While reinforcement learning (RL) has proven highly effective for general reasoning in vision-language models, its application to tasks requiring in-depth understanding of information-rich images and generation of structured outputs remains underexplored. Chart-to-code generation exemplifies this challenge, demanding complex reasoning over visual charts to generate structured code. Supervised fine-tuning (SFT) alone is often insufficient, highlighting the need for effective RL strategies that appropriately reward structured outputs. We systematically investigate the performance plateau in SFT through large-scale experiments and propose Multimodal Structured Reinforcement Learning (MSRL) for chart-to-code generation, which substantially breaks through this plateau. We construct the largest training corpus to date, containing 3 million chart-code pairs from real-world arXiv tables to mitigate simplistic patterns of prior synthetic data. Despite reaching state-of-the-art performance, our experiments show that scaling SFT data eventually hits a plateau where further increases yield negligible improvements. Our MSRL method leverages a multi-granularity structured reward system using multimodal textual and visual feedback. At the textual level, rule-based rewards validate fine-grained code details. At the visual level, model-based rewards assess structural similarity by rendering generated code into images and employing an evaluator model. We implement this within a two-stage curriculum for training stability. Results demonstrate that MSRL significantly breaks the SFT plateau, improving high-level metrics by 6.2% and 9.9% on ChartMimic and ReachQA benchmarks respectively, achieving competitive performance with advanced closed-source models.

Paper Structure

This paper contains 16 sections, 3 equations, 5 figures, 5 tables.

Figures (5)

  • Figure 1: The SFT plateau and RL performance gain from our experiments. The left figure illustrates that scaling SFT data from 200k to 2.8M leads to a performance plateau after exceeding 2M data points. The right figure denotes the performance gain from our proposed MSRL training strategy.
  • Figure 2: The data generation pipeline and our proposed MSRL framework. (a) Our pipeline prompts Gemini-2.5-Flash with tables from arXiv papers and example codes to generate plotting code. After execution and filtering, the chart-to-code dataset of 3M pairs is obtained. We then sample 130k of these pairs and apply three-stage filters (chart, data, vision) to curate a final, high-quality dataset of 33k examples for RL. (b) The framework of our proposed MSRL strategy.
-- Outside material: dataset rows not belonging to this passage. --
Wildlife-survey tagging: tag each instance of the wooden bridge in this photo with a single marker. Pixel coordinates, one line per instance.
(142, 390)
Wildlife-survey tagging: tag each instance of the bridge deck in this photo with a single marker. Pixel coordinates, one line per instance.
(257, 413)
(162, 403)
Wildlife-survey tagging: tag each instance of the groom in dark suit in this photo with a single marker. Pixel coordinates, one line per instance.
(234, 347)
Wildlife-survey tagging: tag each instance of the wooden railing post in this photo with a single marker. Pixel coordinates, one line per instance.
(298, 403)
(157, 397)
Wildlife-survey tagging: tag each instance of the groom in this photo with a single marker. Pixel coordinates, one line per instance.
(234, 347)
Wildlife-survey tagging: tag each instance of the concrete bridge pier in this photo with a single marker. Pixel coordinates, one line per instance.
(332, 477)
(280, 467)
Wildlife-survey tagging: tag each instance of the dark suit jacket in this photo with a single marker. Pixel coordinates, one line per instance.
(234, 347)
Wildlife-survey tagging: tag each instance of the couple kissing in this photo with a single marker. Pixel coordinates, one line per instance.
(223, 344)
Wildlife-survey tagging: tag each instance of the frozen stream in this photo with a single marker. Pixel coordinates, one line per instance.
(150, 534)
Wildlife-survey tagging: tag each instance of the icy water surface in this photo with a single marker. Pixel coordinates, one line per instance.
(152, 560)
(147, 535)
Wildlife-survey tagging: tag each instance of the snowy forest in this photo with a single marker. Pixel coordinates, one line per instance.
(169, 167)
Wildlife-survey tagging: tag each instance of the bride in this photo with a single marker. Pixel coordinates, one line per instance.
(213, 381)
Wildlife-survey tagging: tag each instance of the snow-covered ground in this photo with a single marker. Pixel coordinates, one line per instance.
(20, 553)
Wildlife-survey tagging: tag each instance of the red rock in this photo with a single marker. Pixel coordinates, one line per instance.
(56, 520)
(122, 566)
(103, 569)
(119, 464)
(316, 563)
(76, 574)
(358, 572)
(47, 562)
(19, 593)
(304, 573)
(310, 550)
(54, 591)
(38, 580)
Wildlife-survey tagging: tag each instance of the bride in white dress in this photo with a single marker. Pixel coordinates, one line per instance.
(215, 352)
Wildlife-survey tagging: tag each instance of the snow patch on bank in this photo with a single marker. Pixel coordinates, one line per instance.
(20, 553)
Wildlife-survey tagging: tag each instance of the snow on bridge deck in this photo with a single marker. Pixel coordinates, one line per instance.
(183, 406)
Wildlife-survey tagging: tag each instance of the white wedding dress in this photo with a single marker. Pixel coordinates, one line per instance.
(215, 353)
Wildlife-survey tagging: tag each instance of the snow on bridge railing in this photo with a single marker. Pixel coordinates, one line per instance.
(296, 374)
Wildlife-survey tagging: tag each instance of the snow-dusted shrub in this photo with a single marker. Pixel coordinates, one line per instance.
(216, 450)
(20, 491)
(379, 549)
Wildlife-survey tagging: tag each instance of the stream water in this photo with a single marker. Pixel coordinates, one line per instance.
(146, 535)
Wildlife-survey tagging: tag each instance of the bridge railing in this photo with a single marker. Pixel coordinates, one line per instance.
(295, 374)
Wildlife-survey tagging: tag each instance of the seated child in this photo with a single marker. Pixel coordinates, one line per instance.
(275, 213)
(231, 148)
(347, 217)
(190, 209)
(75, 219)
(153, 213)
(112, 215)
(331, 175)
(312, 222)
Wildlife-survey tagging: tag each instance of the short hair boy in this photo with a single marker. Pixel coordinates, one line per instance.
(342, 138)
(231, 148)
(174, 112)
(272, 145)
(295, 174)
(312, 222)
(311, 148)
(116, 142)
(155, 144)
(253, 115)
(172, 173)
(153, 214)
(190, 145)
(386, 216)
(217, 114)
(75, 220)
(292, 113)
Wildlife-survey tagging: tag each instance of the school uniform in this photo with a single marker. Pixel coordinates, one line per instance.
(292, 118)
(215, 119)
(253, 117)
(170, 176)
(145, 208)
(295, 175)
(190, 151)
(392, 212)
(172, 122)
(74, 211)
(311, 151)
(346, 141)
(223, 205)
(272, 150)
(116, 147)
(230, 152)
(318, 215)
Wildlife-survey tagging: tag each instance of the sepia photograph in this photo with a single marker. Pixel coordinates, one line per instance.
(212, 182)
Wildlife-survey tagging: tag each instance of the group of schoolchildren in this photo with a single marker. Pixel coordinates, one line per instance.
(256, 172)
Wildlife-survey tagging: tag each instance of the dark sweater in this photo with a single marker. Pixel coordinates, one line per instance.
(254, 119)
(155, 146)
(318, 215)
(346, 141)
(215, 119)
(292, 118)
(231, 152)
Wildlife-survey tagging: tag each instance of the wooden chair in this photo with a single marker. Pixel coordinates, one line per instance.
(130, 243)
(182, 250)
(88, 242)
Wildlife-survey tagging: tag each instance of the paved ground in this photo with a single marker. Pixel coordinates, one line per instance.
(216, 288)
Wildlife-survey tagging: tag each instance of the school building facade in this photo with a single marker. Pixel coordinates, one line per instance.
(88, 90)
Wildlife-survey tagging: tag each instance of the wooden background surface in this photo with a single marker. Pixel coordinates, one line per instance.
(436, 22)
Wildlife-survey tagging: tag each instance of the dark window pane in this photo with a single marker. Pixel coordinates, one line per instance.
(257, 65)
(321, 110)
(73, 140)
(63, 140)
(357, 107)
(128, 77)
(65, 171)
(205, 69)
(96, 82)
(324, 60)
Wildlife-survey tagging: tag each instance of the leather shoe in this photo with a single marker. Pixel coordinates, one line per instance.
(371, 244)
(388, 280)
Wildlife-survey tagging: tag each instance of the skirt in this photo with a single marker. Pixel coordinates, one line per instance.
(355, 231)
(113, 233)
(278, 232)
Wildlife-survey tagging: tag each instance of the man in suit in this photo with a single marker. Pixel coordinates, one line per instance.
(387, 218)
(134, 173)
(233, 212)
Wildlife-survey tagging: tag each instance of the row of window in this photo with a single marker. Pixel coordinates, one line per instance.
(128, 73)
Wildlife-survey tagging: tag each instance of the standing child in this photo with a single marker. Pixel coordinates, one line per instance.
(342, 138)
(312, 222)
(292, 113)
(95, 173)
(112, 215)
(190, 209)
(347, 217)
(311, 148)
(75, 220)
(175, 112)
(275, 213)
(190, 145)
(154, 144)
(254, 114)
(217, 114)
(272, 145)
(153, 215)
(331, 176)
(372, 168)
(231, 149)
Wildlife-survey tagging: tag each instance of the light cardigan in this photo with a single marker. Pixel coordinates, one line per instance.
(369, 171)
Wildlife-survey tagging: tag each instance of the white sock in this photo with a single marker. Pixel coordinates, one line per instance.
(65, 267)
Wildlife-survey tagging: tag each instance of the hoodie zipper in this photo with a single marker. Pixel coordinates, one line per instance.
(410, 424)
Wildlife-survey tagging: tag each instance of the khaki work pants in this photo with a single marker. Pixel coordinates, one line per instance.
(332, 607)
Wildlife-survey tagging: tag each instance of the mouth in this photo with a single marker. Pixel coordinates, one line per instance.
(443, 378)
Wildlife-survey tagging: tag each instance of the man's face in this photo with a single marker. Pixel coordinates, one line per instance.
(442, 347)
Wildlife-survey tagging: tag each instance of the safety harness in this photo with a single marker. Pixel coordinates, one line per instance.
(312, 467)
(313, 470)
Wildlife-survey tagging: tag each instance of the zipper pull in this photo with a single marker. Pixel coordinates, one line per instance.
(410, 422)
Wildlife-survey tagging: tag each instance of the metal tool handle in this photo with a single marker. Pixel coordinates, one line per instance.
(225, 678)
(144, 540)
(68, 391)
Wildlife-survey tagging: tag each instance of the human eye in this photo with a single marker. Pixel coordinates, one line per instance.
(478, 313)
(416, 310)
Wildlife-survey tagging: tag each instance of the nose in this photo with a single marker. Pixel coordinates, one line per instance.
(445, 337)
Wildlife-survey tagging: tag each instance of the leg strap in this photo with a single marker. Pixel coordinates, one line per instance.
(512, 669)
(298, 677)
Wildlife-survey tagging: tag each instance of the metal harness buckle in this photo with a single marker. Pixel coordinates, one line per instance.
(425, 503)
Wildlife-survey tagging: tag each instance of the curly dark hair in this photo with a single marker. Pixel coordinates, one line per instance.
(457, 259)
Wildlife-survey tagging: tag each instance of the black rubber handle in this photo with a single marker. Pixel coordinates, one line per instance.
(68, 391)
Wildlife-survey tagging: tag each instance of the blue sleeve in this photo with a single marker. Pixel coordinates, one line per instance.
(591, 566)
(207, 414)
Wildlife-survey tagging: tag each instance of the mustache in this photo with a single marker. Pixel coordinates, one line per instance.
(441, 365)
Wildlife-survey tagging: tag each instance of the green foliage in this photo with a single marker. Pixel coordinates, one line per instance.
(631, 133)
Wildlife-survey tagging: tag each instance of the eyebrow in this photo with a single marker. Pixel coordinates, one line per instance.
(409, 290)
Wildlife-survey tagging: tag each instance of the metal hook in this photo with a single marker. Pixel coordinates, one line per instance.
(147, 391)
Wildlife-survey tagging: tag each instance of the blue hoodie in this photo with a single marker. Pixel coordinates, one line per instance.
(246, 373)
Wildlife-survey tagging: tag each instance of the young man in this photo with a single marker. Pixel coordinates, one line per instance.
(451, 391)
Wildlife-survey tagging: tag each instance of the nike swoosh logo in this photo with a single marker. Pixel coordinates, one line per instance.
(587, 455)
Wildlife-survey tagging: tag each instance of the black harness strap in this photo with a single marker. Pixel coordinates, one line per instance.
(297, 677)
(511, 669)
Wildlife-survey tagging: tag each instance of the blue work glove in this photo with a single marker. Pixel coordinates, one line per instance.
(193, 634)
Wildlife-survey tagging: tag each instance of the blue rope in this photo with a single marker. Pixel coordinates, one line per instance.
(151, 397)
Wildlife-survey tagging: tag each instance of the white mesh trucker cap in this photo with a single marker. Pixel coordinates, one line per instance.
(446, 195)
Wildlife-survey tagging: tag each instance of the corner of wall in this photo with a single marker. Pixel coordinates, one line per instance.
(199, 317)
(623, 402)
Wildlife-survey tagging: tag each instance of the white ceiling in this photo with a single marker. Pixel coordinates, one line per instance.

The textual reward is derived from a rule-based evaluation of the generated code across five distinct dimensions. An MLLM quantifies the visual reward based on the rendered image.
  • Figure 3: Comparison of textual reward and execution rate changes between baseline and SFT models during the RL stage.
  • Figure 4: Comparison of reward gains during RL training with various reward settings.
  • Figure 5: Showcasing charts generated by MSRL compared to proprietary and open-source MLLMs. The charts produced by MSRL align well with their ground-truth ones.